A droite, François Hollande vient recevoir un soutien inattendu, en la personne de Bruno Retailleau. « C’est vraiment à étudier », a estimé le président du groupe LR du Sénat sur BFM TV/RMC. Il souligne que ce système « décalerait les élections » et permettrait « d’avoir plus d’indépendance entre l’élection présidentielle et l’élection législative ». Bruno Retailleau voit un gros point négatif dans le quinquennat, car « les députés sont le résultat de l’élection présidentielle », en devenant presque « le sous-produit ». Le résultat, ce sont des députés godillot, « le petit doigt sur la couture du pantalon ».
Mais au sein du groupe LR, les propositions de l’ancien Président socialistes ne reçoivent pas le même écho favorable. « Ce sont des propositions tout droit sorties d’un magasin de brocante constitutionnelle… » tacle Philippe Bas, président LR de la commission des lois qui a suivi de très près la réforme d’Emmanuel Macron. « Nous serions le seul régime d’Europe à faire comme les Etats-Unis », souligne le sénateur LR de la Manche. Philippe Bas rappelle qu’un tel régime a déjà été tenté en France. « C’était en 1848, la seule fois où cela a été expérimenté. Ça a débouché sur un coup d’Etat… » Quant à l’idée de développer, par ce système, la culture du compromis entre l’exécutif et le Parlement, il estime que « ça peut amener à un compromis, mais aussi à la division ». Philippe Dallier, vice-président LR du Sénat, tranche vite pour sa part le débat : « Le problème, ce n’est pas la Ve République.
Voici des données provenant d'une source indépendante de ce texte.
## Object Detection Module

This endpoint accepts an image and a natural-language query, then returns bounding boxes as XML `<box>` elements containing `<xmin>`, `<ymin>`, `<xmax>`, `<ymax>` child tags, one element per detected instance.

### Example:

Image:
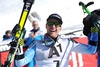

La question, ce sont les politiques menées ».
François Hollande, qui n’a certainement pas enterré l’idée d’un retour, compte bien encore prendre part au débat public sur d’autres sujets. « Si je peux être utile, dans cette période, c'est en faisant des propositions, et je commence aujourd'hui par les institutions » explique l’ancien chef de l’Etat… qui a même prévu un livre pour enfants. Tout un programme.